ESTA – Baroque Style: some thoughts.


Baroque music is built on the freedom that exists between a reactive bass line (basso continuo) and the melody line(s) it supports. The music is always conversational, requiring interaction and reaction between the upper melody parts – e.g. in a trio sonata or Concerto Grosso – and between the upper parts and the bass line. Composers and performers in the baroque were deeply schooled in rhetoric and so music is always designed to express a clear emotional message. This is known as the affect and a performer needs to understand the affect in order to produce an informed and effective performance.


Understanding the affect comes from being able to decode the written and unwritten messages in the music. In baroque music the printed or written score contains only the bare bones of the information and performers were expected to add nuance, ornamentation and phrasing/articulation to reinforce the affect.
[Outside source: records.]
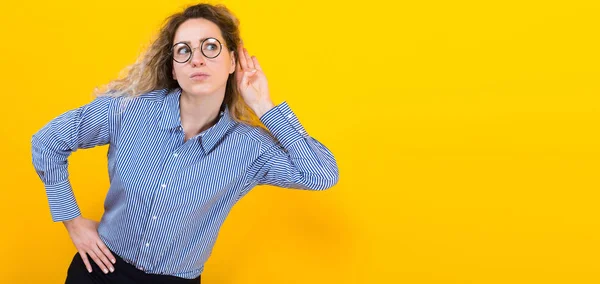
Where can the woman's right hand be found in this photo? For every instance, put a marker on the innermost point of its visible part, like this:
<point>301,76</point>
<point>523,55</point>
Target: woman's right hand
<point>84,234</point>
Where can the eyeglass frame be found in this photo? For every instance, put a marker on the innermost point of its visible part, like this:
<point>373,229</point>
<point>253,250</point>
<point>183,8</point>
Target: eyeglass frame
<point>193,49</point>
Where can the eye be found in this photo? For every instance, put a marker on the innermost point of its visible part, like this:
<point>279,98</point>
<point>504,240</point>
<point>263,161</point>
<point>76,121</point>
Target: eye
<point>211,46</point>
<point>182,50</point>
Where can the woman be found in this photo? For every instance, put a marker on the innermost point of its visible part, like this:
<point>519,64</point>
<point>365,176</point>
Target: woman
<point>191,129</point>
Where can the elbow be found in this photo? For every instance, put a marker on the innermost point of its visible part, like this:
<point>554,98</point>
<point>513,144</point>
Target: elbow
<point>324,180</point>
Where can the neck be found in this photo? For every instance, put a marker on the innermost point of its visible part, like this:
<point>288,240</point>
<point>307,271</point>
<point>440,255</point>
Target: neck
<point>198,113</point>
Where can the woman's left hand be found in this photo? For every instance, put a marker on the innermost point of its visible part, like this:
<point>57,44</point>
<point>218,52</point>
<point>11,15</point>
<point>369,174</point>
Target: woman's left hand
<point>252,83</point>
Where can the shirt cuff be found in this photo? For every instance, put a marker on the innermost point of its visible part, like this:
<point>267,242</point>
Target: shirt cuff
<point>284,124</point>
<point>61,199</point>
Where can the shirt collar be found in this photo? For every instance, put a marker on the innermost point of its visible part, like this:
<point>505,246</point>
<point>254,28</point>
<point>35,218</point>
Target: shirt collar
<point>171,118</point>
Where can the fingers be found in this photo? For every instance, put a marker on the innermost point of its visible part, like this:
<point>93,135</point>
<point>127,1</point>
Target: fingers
<point>96,257</point>
<point>86,261</point>
<point>255,60</point>
<point>105,264</point>
<point>106,251</point>
<point>247,62</point>
<point>242,58</point>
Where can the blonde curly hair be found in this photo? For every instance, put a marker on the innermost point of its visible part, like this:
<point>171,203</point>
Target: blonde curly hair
<point>153,68</point>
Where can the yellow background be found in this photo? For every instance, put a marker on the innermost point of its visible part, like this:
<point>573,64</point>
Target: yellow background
<point>466,134</point>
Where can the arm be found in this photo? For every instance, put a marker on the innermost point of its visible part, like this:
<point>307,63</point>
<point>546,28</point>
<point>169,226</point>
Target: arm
<point>294,159</point>
<point>84,127</point>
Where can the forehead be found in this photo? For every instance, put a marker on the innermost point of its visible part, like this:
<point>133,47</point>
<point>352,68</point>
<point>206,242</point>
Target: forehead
<point>194,30</point>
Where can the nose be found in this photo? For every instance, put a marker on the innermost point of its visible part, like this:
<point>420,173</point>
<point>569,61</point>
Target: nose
<point>197,58</point>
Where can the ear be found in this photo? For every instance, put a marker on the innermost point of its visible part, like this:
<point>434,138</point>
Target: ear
<point>233,61</point>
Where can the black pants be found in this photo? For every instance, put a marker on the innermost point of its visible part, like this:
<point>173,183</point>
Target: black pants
<point>124,273</point>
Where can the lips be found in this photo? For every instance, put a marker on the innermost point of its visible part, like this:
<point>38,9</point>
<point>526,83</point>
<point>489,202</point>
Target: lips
<point>199,75</point>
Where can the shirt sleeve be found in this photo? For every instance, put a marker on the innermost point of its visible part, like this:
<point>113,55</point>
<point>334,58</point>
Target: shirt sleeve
<point>294,159</point>
<point>83,127</point>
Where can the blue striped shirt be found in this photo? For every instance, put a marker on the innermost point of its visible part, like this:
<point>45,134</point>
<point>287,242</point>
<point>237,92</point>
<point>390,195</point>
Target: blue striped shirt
<point>168,197</point>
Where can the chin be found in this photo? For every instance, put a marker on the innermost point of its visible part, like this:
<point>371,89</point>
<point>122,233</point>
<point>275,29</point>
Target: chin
<point>199,89</point>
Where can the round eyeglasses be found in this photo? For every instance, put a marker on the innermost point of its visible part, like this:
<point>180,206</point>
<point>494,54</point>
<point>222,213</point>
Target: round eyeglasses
<point>209,47</point>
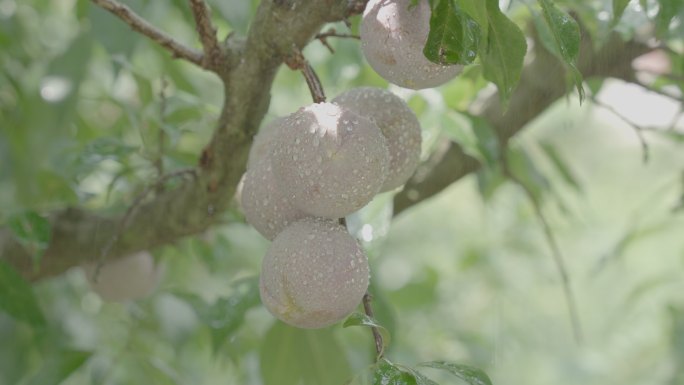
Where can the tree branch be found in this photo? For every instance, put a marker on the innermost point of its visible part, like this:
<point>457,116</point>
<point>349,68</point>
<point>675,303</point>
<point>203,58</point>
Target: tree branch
<point>541,84</point>
<point>141,25</point>
<point>213,56</point>
<point>79,235</point>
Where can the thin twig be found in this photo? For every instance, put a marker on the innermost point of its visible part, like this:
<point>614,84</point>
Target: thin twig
<point>555,252</point>
<point>297,61</point>
<point>161,137</point>
<point>639,130</point>
<point>323,37</point>
<point>130,214</point>
<point>137,23</point>
<point>207,33</point>
<point>377,336</point>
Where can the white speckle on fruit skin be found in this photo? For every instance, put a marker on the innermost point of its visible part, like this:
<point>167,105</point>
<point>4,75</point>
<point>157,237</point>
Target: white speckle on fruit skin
<point>398,124</point>
<point>262,200</point>
<point>392,40</point>
<point>299,279</point>
<point>317,150</point>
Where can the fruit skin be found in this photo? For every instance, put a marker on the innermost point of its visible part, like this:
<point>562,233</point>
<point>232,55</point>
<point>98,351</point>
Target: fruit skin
<point>329,161</point>
<point>392,40</point>
<point>265,206</point>
<point>314,274</point>
<point>398,124</point>
<point>127,278</point>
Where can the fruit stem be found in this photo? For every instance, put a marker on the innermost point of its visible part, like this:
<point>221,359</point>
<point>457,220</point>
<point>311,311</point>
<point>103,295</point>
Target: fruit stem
<point>379,345</point>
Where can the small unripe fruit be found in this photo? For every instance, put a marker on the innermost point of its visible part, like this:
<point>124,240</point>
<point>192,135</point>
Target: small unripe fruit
<point>392,39</point>
<point>330,161</point>
<point>398,124</point>
<point>127,278</point>
<point>263,203</point>
<point>314,274</point>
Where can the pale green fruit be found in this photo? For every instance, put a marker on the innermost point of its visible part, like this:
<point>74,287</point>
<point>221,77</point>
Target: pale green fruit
<point>398,124</point>
<point>314,274</point>
<point>328,160</point>
<point>127,278</point>
<point>265,206</point>
<point>392,39</point>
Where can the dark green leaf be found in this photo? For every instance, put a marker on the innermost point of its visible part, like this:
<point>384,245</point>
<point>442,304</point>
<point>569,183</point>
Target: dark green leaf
<point>667,11</point>
<point>17,297</point>
<point>595,85</point>
<point>618,9</point>
<point>293,356</point>
<point>502,56</point>
<point>454,36</point>
<point>469,374</point>
<point>564,29</point>
<point>565,39</point>
<point>58,367</point>
<point>478,11</point>
<point>561,166</point>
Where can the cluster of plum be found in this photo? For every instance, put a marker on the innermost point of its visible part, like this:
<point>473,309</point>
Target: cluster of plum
<point>326,161</point>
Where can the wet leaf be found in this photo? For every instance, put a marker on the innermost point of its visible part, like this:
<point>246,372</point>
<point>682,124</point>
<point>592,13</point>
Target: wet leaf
<point>386,373</point>
<point>618,9</point>
<point>469,374</point>
<point>454,35</point>
<point>360,319</point>
<point>502,55</point>
<point>564,41</point>
<point>31,230</point>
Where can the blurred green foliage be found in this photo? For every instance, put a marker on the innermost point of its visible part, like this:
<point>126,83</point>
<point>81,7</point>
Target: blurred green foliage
<point>89,111</point>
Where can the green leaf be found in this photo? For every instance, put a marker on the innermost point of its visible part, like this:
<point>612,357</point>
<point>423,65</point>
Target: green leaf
<point>488,181</point>
<point>524,169</point>
<point>57,367</point>
<point>502,56</point>
<point>421,379</point>
<point>477,137</point>
<point>386,373</point>
<point>293,356</point>
<point>225,315</point>
<point>667,11</point>
<point>30,229</point>
<point>454,36</point>
<point>17,297</point>
<point>478,11</point>
<point>469,374</point>
<point>564,41</point>
<point>619,7</point>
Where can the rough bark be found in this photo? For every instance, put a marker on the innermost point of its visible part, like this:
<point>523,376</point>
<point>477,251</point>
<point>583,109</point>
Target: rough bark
<point>79,235</point>
<point>541,84</point>
<point>247,74</point>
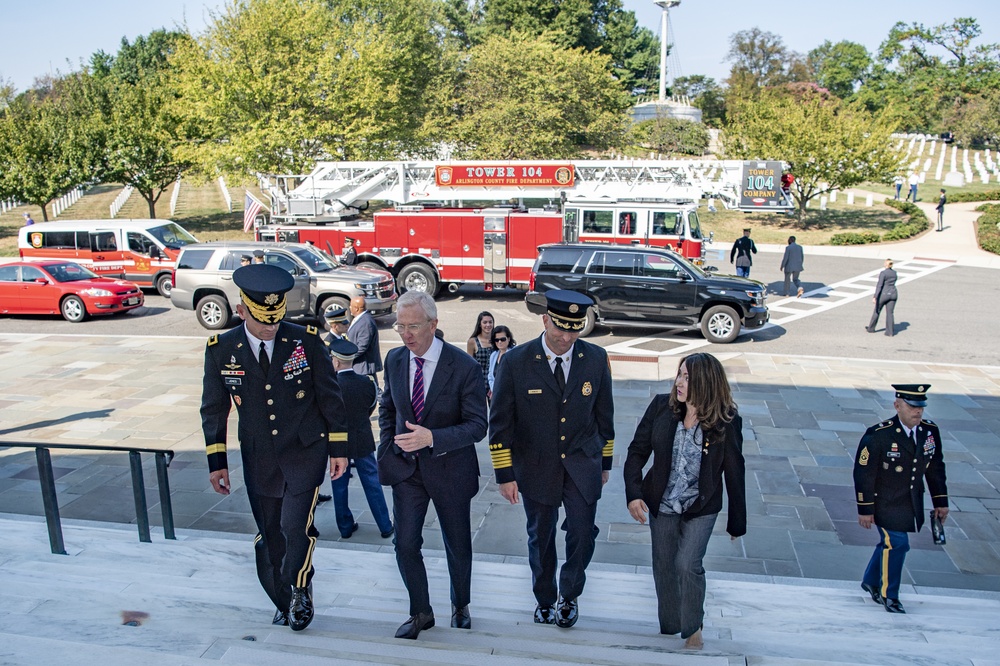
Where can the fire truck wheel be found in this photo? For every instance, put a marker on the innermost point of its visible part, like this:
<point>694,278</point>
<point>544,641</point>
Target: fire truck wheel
<point>720,324</point>
<point>164,285</point>
<point>213,312</point>
<point>417,277</point>
<point>73,309</point>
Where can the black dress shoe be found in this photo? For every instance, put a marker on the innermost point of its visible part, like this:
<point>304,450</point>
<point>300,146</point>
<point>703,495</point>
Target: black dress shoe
<point>460,618</point>
<point>872,590</point>
<point>545,614</point>
<point>567,613</point>
<point>893,606</point>
<point>300,611</point>
<point>417,623</point>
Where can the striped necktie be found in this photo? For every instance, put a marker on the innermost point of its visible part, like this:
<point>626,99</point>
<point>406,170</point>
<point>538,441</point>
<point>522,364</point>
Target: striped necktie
<point>418,390</point>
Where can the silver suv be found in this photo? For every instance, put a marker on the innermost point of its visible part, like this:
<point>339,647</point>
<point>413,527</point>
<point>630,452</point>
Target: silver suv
<point>203,281</point>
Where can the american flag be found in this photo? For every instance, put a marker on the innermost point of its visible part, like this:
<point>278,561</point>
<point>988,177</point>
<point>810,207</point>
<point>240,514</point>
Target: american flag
<point>251,208</point>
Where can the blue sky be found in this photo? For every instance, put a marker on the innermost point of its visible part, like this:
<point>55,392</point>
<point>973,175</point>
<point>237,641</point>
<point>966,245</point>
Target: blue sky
<point>39,37</point>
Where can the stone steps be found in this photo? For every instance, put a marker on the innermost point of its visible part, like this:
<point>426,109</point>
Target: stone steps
<point>197,599</point>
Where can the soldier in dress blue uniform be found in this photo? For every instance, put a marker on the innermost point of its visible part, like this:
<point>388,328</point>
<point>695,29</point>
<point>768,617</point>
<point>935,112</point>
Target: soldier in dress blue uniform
<point>291,425</point>
<point>893,459</point>
<point>552,439</point>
An understanding of harmony is crucial in producing a convincing performance. Not only does the harmony underpin the formal structure of the piece but it also creates the tension/release that gives the music its expressive shape. Some questions to ask are:

  1. Tempo: In choosing the appropriate tempo look at any tempo or expressive instructions (with the caveat that they might mean something different to their meaning nowadays!) and then at the 'harmonic rhythm'. How many harmony events are there in the bar/phrase? Then the figuration in the melody, especially when working out how fast something should go.
  2. Emphasis: where are the dissonances and consonances? Where is the top of the phrase?
  3. Direction: where is the bass-line heading to? Tension and release of a phrase.



In music that was often consciously or unconsciously informed by dance, hierarchy in the bar is extremely important. Composers and performers would have known how a courante differed from a bourrée and would have adjusted the accents accordingly. Although specific rules differed from country to country some general rules are:

  1. Each strong beat to be played with a down bow. So 1st and 3rd beats in a 4/4 bar and 1st beat in a 3/4 bar.
  2. A dissonance in a suspension should be played with a down bow.
  3. The strong beat of a syncopation should be played with a down bow – often meaning a fast retake.
  4. Weak beats and upbeats to be played up bow. So in a minuet for example, usually down up up, down up up.



Thoughtful articulation is vital to baroque style. Non-informed performance tends to be much more legato and have less shape (partly to do with the bow)

  1. Notes adjacent to each other to be played smoothly and notes further apart (i.e. separated by intervals) to be played with a lifted stroke and more energetically. The further apart the shorter they get, unless overruled by the affect.
  2. Slurs: always imply a diminuendo
  3. Syncopations: an anticipation of a strong beat so the note prior to the syncop would be short long.
  4. In any passage with sequence or repetition, vary shape, dynamics, articulation and add ornamentation perhaps.
  5. Find textural and dynamic contrasts based on register, repetition, etc



Ornamentation was integral to musical understanding in the baroque period and players were expected to know where to add it. There are some basic rules:

  1. Ornamentation adds to the affect and should not upset the mood or overcomplicate the texture
  2. You should still be able to hear the underlying melody despite the added notes.
  3. Trills are de rigueur and always appear at cadences. They pretty much always start on the upper note.
  4. You can add appoggiaturas to trills – the longer the more expressive.
  5. Good ornamentation is always based on a thorough understanding of harmony. See above.
  6. Vibrato is an ornament in music of the baroque. Use it as a colour and NOT as pepper shaken indiscriminately over the whole meal!


There is no substitute to listening in order to achieve a working stylistic understanding. Reading about the theory, listening to it in action and then putting it in practice is not only instructive but really good fun. Remember, despite all the writing and the recordings, there is no right and wrong. There is no such thing as truly ‘authentic’ because we simply don’t know what they actually sounded like. In my opinion the best thing we can aspire to is to be informed, thinking and open-minded.